Tuesday, February 18, 2020

SPIN Method of Selling To Candidates!

Implication Questions Inexperienced recruitment consultants will usually start to sell after they’ve asked problem questions and identified a problem. However, this will just cause the client to raise objections. Instead, successful sales professionals and rich recruiters ask implication questions. Implication questions amplify the problem you’ve uncovered as it forces the client to review the effects, consequences or implications of their problems. Some examples include: If your current agency’s staff didn’t turn up to work, how would that affect you? If you couldn’t find a candidate with that particular skill set how would that affect your operations? What would happen if you didn’t act on this?
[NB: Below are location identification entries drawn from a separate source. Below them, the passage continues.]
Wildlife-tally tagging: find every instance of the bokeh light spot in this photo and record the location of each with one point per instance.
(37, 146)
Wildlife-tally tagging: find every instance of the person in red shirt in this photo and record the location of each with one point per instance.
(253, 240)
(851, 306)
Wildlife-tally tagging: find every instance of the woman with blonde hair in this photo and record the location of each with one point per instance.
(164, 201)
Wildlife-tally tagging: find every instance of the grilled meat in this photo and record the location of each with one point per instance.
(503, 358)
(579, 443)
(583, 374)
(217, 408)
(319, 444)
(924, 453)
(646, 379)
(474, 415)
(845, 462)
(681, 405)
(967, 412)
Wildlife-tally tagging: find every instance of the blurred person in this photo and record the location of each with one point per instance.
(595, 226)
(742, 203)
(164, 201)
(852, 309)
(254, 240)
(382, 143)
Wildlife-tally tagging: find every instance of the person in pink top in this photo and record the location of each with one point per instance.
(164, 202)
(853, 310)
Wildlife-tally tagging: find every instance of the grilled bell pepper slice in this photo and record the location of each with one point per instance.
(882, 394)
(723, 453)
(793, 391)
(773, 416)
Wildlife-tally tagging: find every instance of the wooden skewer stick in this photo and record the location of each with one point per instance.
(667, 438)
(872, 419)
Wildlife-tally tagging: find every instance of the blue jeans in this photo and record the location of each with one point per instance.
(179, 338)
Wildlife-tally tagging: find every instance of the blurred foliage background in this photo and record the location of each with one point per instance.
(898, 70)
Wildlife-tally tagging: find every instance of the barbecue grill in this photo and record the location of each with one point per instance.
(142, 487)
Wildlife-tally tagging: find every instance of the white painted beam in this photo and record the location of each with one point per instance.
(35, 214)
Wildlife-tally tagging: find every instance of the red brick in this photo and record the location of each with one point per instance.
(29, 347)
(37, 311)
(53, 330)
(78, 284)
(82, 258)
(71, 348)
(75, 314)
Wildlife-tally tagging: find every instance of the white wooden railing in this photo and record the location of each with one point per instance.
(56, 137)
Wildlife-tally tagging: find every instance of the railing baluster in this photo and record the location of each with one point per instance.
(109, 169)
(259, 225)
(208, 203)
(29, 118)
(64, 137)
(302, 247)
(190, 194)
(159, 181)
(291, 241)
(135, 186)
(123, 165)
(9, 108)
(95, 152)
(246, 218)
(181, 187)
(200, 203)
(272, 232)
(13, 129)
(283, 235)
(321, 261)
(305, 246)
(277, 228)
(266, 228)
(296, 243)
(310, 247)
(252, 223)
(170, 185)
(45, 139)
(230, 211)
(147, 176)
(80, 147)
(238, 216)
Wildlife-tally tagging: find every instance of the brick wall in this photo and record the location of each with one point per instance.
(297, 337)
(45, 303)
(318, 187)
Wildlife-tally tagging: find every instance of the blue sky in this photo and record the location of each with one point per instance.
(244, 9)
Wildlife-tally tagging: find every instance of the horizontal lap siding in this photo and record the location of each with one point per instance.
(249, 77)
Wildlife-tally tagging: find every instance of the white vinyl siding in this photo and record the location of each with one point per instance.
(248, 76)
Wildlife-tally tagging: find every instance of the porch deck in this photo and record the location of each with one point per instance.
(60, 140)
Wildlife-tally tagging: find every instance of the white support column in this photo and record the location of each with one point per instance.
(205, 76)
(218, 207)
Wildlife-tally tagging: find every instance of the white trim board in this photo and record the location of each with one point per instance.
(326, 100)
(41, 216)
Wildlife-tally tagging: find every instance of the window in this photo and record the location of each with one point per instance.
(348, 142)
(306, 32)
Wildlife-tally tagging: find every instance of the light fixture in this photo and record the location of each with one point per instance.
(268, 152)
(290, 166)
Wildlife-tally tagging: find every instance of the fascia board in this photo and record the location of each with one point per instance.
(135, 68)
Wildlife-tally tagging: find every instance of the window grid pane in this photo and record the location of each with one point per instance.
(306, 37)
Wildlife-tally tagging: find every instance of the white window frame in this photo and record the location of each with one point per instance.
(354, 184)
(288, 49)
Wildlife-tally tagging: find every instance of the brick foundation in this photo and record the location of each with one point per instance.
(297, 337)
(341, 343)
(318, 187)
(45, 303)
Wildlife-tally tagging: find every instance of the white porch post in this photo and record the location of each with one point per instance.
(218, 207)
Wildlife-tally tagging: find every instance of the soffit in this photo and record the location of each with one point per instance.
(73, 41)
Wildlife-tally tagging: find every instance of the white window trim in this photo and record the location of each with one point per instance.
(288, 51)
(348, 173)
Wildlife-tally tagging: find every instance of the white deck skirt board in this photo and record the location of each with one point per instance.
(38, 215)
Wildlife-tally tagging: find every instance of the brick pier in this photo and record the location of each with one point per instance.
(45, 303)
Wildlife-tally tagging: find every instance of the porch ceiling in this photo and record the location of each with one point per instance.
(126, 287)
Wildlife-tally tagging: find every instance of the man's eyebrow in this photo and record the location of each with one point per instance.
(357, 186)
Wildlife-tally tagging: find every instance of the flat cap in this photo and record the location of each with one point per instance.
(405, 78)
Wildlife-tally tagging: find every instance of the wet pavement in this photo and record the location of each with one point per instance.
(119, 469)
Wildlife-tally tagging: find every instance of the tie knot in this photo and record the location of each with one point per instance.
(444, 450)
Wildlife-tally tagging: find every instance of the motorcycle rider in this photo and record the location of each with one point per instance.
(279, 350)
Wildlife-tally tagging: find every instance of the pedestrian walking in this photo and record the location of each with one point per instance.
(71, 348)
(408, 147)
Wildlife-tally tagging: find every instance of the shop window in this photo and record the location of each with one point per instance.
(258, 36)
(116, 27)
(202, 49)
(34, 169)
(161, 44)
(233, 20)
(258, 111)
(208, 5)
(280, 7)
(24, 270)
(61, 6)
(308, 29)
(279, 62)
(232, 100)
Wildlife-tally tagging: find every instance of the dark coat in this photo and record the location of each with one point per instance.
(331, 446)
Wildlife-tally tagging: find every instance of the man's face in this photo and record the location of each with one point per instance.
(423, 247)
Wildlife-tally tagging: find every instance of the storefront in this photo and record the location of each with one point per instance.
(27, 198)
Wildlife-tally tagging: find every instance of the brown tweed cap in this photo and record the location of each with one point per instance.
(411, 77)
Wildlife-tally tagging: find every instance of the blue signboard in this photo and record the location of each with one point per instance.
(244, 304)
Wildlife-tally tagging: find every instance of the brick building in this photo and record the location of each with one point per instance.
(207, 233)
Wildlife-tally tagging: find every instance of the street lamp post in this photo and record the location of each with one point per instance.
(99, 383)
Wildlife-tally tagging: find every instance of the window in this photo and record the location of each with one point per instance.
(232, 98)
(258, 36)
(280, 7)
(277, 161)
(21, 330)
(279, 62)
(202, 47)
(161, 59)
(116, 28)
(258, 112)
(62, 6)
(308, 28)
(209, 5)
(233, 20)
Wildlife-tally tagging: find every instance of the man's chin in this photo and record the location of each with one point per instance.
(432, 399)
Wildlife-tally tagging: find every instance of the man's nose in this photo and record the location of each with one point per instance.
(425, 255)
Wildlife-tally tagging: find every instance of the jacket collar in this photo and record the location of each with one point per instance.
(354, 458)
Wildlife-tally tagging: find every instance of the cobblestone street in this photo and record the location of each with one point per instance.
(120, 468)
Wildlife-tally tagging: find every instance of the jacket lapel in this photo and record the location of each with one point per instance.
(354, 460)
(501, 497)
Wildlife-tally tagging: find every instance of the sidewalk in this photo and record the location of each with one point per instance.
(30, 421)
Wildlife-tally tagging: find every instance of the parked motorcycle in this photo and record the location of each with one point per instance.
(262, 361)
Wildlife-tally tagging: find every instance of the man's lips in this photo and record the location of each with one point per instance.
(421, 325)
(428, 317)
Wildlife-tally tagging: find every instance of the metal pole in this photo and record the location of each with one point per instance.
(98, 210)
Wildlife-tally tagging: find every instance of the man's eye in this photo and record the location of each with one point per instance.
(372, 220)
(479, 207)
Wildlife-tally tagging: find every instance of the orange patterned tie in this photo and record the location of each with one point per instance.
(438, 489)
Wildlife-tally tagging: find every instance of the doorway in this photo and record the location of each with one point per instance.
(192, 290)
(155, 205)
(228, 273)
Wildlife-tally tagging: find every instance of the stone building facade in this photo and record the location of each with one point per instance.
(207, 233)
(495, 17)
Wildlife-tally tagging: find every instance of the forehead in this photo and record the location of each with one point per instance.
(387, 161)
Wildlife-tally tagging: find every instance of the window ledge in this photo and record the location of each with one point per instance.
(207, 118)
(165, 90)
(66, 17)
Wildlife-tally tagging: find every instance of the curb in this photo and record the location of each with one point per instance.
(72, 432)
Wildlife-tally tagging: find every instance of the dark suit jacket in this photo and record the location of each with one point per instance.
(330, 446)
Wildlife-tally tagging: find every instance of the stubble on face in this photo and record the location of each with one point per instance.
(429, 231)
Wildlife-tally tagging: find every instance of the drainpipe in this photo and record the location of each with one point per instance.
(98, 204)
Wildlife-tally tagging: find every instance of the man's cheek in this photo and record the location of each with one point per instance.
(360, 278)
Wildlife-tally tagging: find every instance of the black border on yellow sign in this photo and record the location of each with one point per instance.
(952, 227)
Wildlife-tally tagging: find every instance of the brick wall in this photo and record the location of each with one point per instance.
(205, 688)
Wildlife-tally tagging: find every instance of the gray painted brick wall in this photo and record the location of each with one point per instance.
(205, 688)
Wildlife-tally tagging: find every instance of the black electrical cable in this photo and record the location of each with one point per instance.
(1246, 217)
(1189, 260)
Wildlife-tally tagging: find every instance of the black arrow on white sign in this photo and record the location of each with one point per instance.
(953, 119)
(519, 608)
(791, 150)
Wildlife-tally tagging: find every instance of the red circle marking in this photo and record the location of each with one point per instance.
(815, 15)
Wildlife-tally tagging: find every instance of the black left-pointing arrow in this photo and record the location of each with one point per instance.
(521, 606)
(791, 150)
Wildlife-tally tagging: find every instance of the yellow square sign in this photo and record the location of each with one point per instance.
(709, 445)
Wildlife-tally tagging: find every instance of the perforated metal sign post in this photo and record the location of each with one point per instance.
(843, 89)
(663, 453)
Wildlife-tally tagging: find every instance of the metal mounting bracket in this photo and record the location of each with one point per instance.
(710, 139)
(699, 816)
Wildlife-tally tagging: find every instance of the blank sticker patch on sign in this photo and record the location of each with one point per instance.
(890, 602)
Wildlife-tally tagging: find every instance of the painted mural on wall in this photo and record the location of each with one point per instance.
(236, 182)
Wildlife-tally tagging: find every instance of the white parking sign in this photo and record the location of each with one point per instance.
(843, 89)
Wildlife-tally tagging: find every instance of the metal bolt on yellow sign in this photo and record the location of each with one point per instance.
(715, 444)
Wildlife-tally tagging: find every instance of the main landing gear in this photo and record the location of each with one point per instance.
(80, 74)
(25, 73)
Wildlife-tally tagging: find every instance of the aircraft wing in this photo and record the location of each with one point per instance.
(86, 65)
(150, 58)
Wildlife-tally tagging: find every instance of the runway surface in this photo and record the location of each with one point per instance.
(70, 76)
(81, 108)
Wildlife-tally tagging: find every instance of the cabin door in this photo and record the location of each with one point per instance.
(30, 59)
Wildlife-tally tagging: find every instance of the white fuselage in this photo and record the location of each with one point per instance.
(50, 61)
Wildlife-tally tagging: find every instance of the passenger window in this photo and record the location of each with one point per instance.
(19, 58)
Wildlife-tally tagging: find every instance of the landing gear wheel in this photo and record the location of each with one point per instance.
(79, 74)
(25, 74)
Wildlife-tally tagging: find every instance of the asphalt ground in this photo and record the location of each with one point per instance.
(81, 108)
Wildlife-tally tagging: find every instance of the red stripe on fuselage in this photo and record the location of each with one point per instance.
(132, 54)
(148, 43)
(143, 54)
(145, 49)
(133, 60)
Need-payoff questions Once you’ve built up the client’s problem so that they perceive it as more serious, you should switch to need-pay off questions, which demonstrate the value of your services. Need-payoff questions shift the focus of the client’s attention off the problem and onto the solution. At the same time, the client starts telling you the benefits of your service. We discuss objection handling later in the book, but Rackham suggests that if you use need-payoff questions correctly you’ll face less objections. Some examples of need-payoff questions include: How important is it that you solve this problem? If you only received a handful of relevant CV’s would that help to solve your time problem? If you’re spending that amount on job adverts with no guaranteed success, would a service where you only paid for delivered results help you? Rackham states that SPIN® selling is “the way most successful people sell on a good day when the call is going well”. You might find that you won’t be able to ask all these questions in one sitting, but instead you may have to ask them in a sequence of calls over a period of time.